This paper presents a novel nonparametric efficiency analysis technique based on the Genetic Programming (GP) in order to measure efficiency of Iran electric power plants. GP model was used to predict the output of power plants with respect to input data. The method, we presented here, is capable of finding a best performance among power plant based on the set of input data, GP predicted results and real outputs. The advantage of using GP over traditional statistical methods is that in prediction with GP, the researcher doesn’t need to assume the data characteristic of the dependent variable or output and the independent variable or input. In this proposed methodology to calculate the efficiency scores, a novel algorithm was introduced which worked on the basis of predicted and real output values. To validate our model, the results of proposed algorithm for calculating efficiency rank of power plants were compared to traditional method. Real data was presented for illustrative our proposed methodology.
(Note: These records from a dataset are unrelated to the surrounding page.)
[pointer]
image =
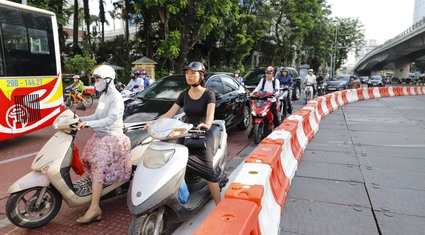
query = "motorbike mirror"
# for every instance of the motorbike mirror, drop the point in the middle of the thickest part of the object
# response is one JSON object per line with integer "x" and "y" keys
{"x": 80, "y": 106}
{"x": 218, "y": 95}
Results showed that by utilizing the capability of input-output pattern recognition of GP, this method provides more realistic results and outperform in identification of efficient units than the conventional methods.

Suggested Citation

  • Ahmad Attari Ghomi & Ayyub Ansarinejad & Hamid Razaghi & Davood Hafezi & Morteza Barazande, 2014. "A Novel Electric Power Plants Performance Assessment Technique Based on Genetic Programming Approach," Modern Applied Science, Canadian Center of Science and Education, vol. 8(3), pages 1-43, June.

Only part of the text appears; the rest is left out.